Mexican for one are not Hispanic or Latinos, but indigenous- in fact, more indigenous in numbers and blood than "Native Americans" who aside from Alaskan natives and Polynesians (but not Puerto Ricans-hmmmmm) are for the most are not "pure" indigenous but also have Anglo, French, Spanish, and other European blood. In fact, (and it's a fact folks) the Mexican population is 30% PURE indigenous and the other 60% are predominately indigenous and Spaniard, while the total American population again including Alaska, Hawaii, but again, not including Puerto Rico is ONLY 1.6% indigenous- and most of those "Native Americans" are also "mestizo" having chiefly British, French, and Spanish blood. So why call us Latinos and Hispanics? ITS SIMPLE- to keep us "foreigners", "immigrants", and to keep us from our rightful place not only in this country, but throughout this continent. "Latinos" are immediately relegated with immigrants the same way if not even made more foreign than far away immigrants from the other side of the planet Russia, China, Philippines, Africa, etc., yet Mexicans who again, are chiefly indigenous, and are a threat to those who know this to be true, are made foreigners in our own ancestral homeland. Indigenous people are not immigrants, but migrants who have flowed like water for centuries and come from the north just as much as from the south. We have not just been in this side of the globe for a few generations or centuries which Anglos and others can say, but are indigenous and go back thousands of years, which no one else can say. If others dare to claim they are just as indigenous as we, than we should rightfully claim that our ancestral homeland is in the primmest real estate in Europe and Africa, and maybe we could “colonize” there as well. The view is a myth and incorrect, that only U.S. government recognized "Native Americans" from Alaska, Hawaii, Washington, Maine, Florida, and Caifornia have a birthright to go and come anywhere throughout the U.S., but not an indigenous person from 1 inch inside the Mexican border (created by Anglos).

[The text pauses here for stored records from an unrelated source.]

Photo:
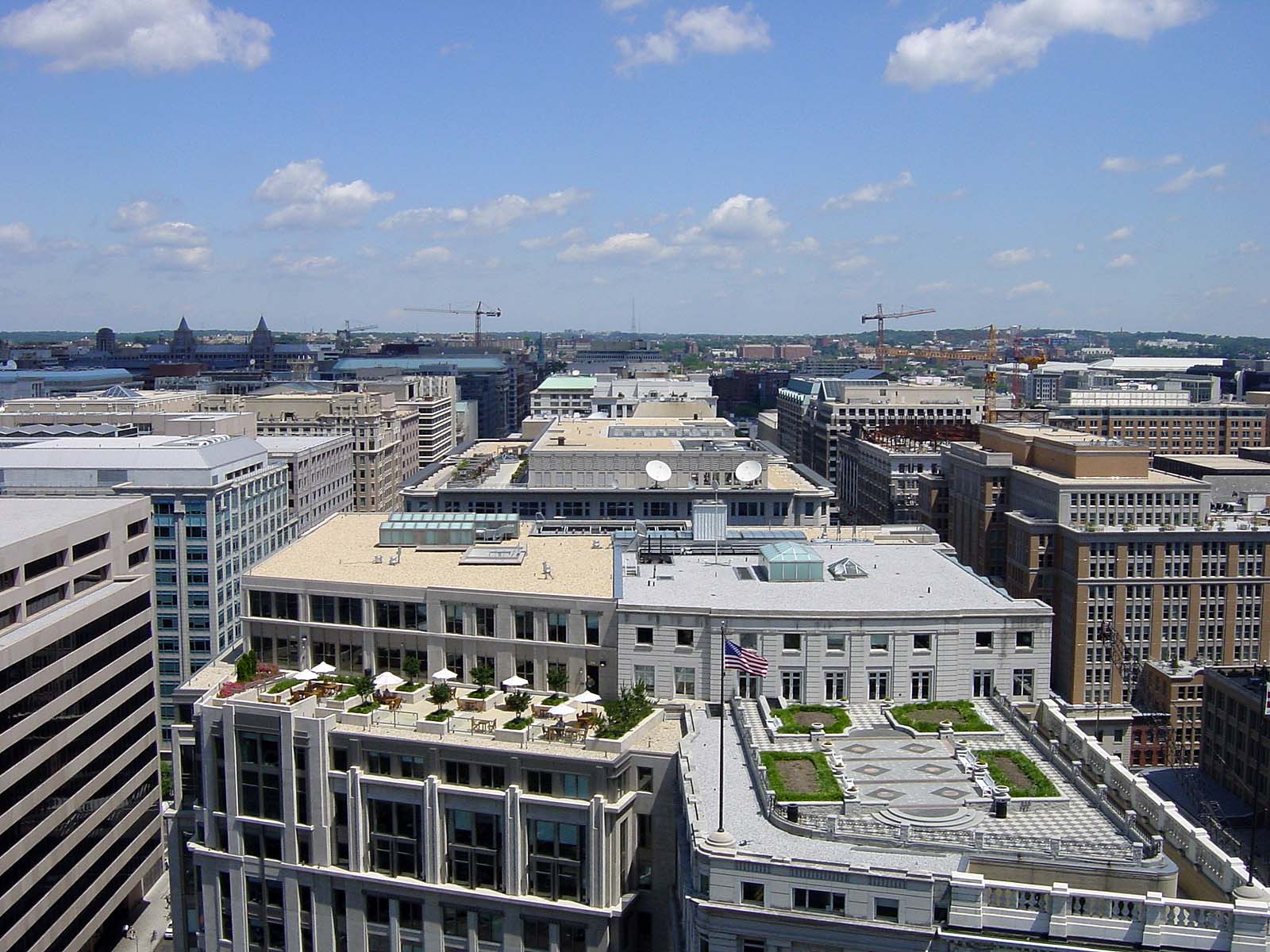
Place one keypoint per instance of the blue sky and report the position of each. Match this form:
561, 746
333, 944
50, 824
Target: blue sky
764, 168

Sources of U.S./Mexican indigenous demographics: United State Central Intelligence Agency “World factbook”.
Also look up "All Of Mexico Movement" and "Manifest Destiny"
RM, The People's Channel
hispanic and asians lumping people together with little in common...how do you think the terms black and white work?
It feels amazing to know that there's people out there that know the truth about our ancestral background. I agree with everything you said on this post. We need to keep spreading and share this knowledge with other people, as they might be ablivious to the real truth, the real history.
It feels amazing to know that there's people out there that know the truth about our ancestral background. I agree with everything you said on this post. We need to keep spreading and share this knowledge with other people, as they might be ablivious to the real truth, the real history.
The interesting thing is that the term "Hispanic" was actually created to "whiten" Native Americans and all other passable or potentially passable ethnicities. It was to remind people that they ALL have Spanish henceforth European lineages. This country has always made the "other" group of the moment into "white" people. Being "white" is not a race or ethnicity, it is a social class, one of which this country always wants to maintain as the majority group, so what happens, every so many decades, whether it be the Irish, Italians, Slavs, Jews, Greeks,Mexicans or whoever else is chosen becomes White.